In 2008, the National Institute of Health funded a multisite, longitudinal investigation that was designed to better evaluate racial/ethnic disparities in advanced care planning. Such disparities in patterns of end-of-life treatment, particularly between African American and White patients, had been well established in at least two decades of research.
Patients with advanced cancer and a life expectancy of less than 6 months were recruited from 2002 to 2006 throughout multiple centres in New York, New Hampshire, Connecticut, and Texas. Interviews were conducted regarding the patient’s advanced care planning preferences as well as terminal illness acknowledgement, religiosity, and treatment preferences.
The first goal of study was to determine whether race/ethnicity was associated with advanced care planning while controlling for other possible mediating factors such as terminal illness acknowledgement, religiosity, and stated treatment preferences.
The authors found that, in comparing with white patients, African American patients expressed greater preferences for and received more intensive end-of-life care and treatment, even when the mediators examined were controlled for.
The study added to existing literature in that it suggested that attitudes which contribute to disparities in end-of –life treatment among African American versus whites may have a different basis than previously thought.
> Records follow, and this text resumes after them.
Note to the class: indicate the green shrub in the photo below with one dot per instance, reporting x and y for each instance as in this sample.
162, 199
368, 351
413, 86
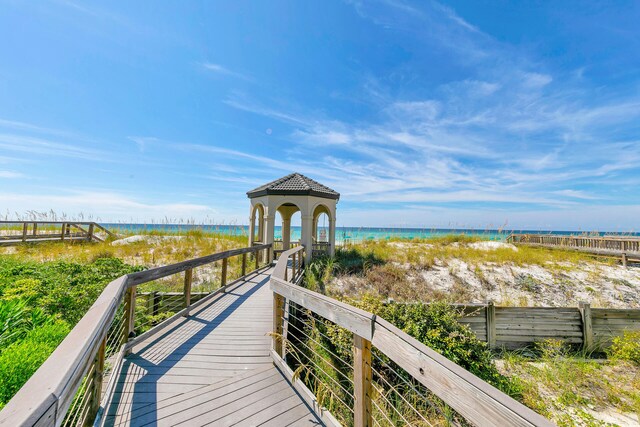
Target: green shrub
17, 319
626, 347
20, 360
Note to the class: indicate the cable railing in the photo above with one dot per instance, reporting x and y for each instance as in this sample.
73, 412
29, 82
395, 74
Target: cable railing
75, 383
355, 368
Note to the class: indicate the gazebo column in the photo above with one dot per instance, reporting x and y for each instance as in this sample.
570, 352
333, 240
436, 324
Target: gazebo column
252, 221
286, 233
307, 237
332, 236
270, 221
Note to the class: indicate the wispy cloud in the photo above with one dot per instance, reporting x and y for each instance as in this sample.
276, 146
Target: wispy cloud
219, 69
10, 174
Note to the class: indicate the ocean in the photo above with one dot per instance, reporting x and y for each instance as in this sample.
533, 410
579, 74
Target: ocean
346, 234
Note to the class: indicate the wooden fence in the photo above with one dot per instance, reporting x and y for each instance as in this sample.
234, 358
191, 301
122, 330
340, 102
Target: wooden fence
517, 327
373, 390
15, 232
622, 246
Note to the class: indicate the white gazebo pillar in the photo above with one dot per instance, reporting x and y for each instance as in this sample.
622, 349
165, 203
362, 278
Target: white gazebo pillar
286, 233
252, 220
307, 237
332, 236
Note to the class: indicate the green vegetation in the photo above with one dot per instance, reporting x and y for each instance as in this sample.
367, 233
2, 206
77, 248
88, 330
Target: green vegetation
39, 304
322, 352
573, 389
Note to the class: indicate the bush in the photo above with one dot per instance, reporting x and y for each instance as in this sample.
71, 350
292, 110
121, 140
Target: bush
626, 347
60, 288
20, 360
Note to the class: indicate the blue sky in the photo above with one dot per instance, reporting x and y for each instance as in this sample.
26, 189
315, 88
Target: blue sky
424, 114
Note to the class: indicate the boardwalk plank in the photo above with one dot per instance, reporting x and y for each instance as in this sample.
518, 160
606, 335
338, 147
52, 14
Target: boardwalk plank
213, 367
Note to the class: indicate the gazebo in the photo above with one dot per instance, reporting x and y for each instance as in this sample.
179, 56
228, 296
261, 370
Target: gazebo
288, 195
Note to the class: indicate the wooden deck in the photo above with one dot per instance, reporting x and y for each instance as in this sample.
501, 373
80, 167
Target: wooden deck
212, 368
Such attitudes may partially result from other, unmeasured factors such as health literacy, medical mistrust, or physician bias.
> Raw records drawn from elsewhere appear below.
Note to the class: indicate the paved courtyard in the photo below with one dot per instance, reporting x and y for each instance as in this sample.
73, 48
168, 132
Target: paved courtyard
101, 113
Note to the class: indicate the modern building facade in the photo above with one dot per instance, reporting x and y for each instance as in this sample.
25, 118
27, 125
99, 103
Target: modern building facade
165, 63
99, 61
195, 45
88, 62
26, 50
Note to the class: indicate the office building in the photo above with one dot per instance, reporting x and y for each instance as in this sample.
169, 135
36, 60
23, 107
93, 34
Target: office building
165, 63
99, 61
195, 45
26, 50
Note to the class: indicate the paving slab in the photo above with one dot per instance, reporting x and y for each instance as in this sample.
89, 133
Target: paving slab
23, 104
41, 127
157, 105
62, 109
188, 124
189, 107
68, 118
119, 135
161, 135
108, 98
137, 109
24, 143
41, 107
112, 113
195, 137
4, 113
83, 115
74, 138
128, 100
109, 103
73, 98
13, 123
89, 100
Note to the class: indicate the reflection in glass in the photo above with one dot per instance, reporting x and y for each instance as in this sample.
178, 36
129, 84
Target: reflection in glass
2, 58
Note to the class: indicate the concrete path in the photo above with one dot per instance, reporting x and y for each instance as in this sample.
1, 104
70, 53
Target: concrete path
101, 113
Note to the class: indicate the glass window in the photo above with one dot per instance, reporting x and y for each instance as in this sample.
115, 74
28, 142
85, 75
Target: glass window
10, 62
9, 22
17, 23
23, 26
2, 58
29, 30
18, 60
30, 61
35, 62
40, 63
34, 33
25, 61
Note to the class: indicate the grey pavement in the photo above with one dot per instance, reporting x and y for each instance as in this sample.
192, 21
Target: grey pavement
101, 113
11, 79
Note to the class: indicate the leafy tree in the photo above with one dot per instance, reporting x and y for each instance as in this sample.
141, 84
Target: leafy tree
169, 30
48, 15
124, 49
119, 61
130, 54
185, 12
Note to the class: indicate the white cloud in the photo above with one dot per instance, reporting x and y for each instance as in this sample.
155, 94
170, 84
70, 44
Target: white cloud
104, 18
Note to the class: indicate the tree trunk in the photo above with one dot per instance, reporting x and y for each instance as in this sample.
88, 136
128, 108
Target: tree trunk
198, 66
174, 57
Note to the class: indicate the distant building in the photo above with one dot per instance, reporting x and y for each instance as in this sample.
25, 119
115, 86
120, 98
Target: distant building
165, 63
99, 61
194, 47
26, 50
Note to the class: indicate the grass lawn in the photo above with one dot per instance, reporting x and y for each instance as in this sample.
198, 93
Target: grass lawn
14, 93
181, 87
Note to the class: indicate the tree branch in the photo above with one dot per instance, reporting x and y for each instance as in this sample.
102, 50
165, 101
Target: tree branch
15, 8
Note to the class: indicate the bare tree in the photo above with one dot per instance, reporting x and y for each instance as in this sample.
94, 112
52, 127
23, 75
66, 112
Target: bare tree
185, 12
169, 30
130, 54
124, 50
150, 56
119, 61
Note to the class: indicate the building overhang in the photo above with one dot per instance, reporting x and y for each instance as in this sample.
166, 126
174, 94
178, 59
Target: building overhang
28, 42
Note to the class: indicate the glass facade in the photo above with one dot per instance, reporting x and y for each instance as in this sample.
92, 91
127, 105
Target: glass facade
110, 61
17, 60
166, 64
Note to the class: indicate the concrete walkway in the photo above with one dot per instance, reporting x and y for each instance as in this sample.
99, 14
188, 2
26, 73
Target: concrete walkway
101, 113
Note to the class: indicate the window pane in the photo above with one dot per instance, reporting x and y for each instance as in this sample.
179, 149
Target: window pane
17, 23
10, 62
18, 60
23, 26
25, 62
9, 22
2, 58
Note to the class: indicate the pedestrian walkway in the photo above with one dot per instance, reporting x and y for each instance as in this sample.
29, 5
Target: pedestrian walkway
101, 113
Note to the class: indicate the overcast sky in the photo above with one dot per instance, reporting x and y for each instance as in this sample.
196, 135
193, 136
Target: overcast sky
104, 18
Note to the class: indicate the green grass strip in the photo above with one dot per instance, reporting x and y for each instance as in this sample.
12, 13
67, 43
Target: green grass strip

As of this writing, the research team is actively the research team is actively following up on the results of this suggestive study.
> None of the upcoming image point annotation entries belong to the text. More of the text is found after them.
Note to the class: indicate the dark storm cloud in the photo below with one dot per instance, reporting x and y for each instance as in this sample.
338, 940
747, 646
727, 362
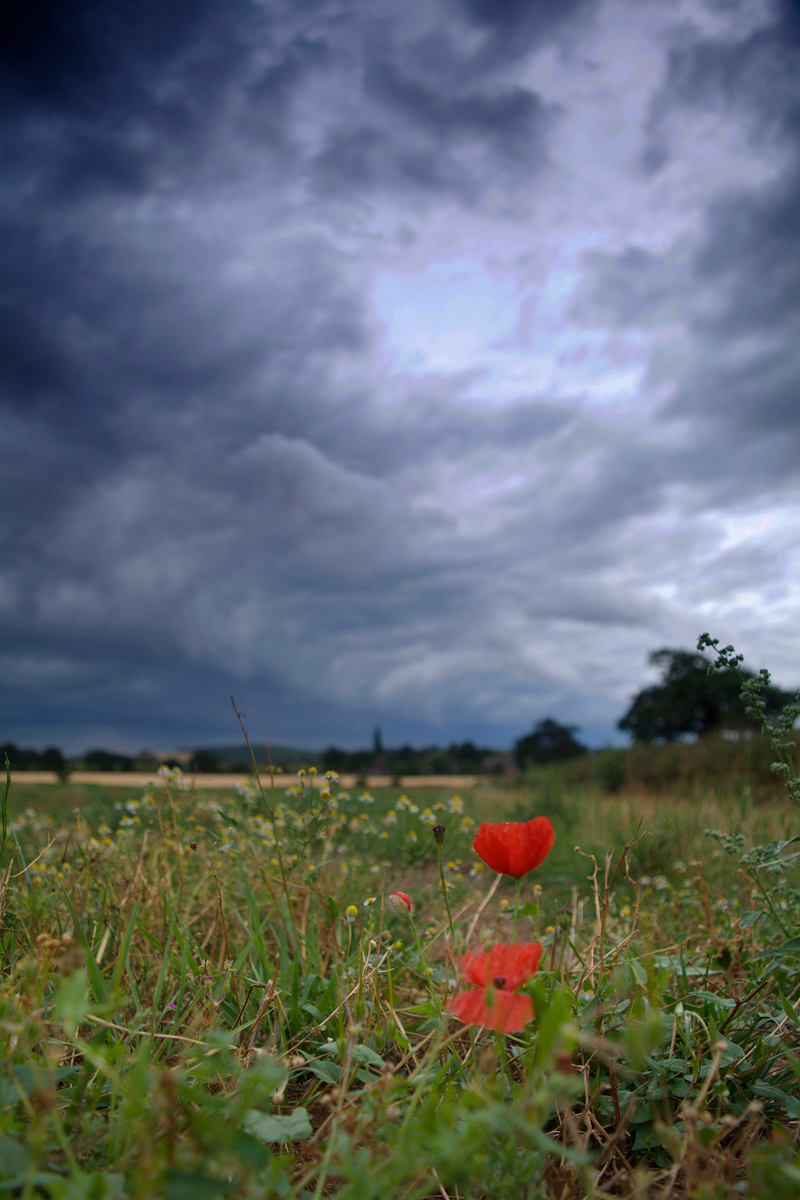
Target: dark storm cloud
210, 480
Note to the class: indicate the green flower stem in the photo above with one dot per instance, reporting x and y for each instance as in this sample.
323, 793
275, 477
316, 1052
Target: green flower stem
425, 966
516, 912
444, 892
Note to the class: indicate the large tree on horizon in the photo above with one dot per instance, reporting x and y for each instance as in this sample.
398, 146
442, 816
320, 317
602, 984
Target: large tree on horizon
690, 701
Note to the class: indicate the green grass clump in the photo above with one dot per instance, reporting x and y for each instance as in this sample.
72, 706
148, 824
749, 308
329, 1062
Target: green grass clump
209, 995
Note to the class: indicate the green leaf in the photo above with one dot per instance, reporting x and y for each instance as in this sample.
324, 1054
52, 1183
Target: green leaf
72, 1006
97, 984
188, 1186
329, 1072
122, 957
791, 947
364, 1054
13, 1158
788, 1009
293, 1127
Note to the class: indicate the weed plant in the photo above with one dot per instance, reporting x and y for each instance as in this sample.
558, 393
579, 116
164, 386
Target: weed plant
216, 995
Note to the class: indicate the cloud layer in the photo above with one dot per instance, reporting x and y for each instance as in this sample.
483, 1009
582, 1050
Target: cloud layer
417, 365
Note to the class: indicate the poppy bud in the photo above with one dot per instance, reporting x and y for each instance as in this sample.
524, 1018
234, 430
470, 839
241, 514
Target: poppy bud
401, 904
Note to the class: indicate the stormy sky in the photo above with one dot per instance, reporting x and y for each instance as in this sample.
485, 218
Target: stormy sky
415, 363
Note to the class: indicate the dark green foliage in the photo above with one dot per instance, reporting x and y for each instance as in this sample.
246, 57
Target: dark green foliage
689, 701
107, 760
549, 742
205, 762
32, 760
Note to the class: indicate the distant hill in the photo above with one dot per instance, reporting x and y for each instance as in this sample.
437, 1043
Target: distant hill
280, 755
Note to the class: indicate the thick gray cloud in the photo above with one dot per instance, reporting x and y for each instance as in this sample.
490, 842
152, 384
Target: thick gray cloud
422, 365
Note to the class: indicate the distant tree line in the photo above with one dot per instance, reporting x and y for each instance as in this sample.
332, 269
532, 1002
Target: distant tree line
31, 760
686, 703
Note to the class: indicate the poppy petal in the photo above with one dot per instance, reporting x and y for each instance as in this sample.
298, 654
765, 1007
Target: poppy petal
515, 964
507, 1013
515, 847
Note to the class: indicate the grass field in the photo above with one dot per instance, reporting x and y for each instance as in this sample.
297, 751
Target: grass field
210, 994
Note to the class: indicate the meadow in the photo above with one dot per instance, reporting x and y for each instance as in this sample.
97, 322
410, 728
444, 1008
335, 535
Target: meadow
224, 994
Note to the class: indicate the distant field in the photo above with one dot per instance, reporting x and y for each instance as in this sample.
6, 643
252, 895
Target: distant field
140, 779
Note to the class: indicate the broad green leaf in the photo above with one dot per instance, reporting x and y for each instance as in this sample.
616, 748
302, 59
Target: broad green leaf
293, 1127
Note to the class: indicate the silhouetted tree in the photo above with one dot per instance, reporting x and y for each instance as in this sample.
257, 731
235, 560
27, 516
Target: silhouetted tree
690, 701
549, 742
205, 762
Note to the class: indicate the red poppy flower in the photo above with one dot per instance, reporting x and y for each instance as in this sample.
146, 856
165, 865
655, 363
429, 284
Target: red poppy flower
515, 847
494, 1003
In 2004, the Institute of Medicine published a comprehensive review of racial and ethnic disparities in health care in the Cancer Journal for Clinicians in 2005. The goal of this review was to better elucidate disparities in cancer outcomes. The data collected on cancer incidence, stage at diagnosis, and survival were derived from the Surveillance, Epidemiology, and End Results (SEER) program Mortality data were derived from the National Centre for Health Statistics.
The paper found that, of all racial or ethnic groups in the United States, African American have the highest death rate from all cancer sites combined. Furthermore, the 5-year survival rate is more than 10% higher for persons who live in affluent census tracts than for persons who live in poorer census tracts.
Concerning primary prevention modifiable cancer risk factors that were found to vary by race/ethnicity and socioeconomic status included cigarette smoking, physical inactivity, and obesity. Regardless of race/ethnicity, men and women whose income is less than twice the poverty level were found to be much more likely to be current smokers than those with higher incomes.
Concerning secondary prevention, women who had immigrated to the United States in the past 10 years, who lacked health insurance coverage, or who self-described as American Indian/Alaskan native had the lowest usage of mammography. Regarding stage at diagnosis, patients who lived in high-poverty areas were more likely to have advanced-stage disease at initial diagnosis.
Furthermore, 5-year survival in African Americans was found to be much lower than for whites for many cancers with the same stage at diagnosis. The authors hypothesize that such differences in outcomes appeared to result more from disparities in access to care and quality of cancer treatment than from biologic differences. The study found that access to high-quality cancer care varies substantially by socioeconomic status and race.
Furthermore, the study found that three main factors influenced the availability and quality of cancer care. The first, and most significant, stems from structural barriers such as lack of health insurance, financial support, geographic distance to facilities, and access to transportation.
The second is that physician recommendations may be influenced by nonclinical factors such as perception of a patient’s willingness or ability to comply with treatment recommendations, personal preferences, and biases.
Finally, patients’ distrust of conventional medical care, inability to navigate the system, or lack of a trusted provider may sway patient decision making. The elimination of disparities in the burden of cancer is one of the overarching themes of the American Cancer Society’s 2015 challenge goals.
It allows us to better understand the areas of our health care system that contribute to disparate outcomes and therefore would benefit from intervention.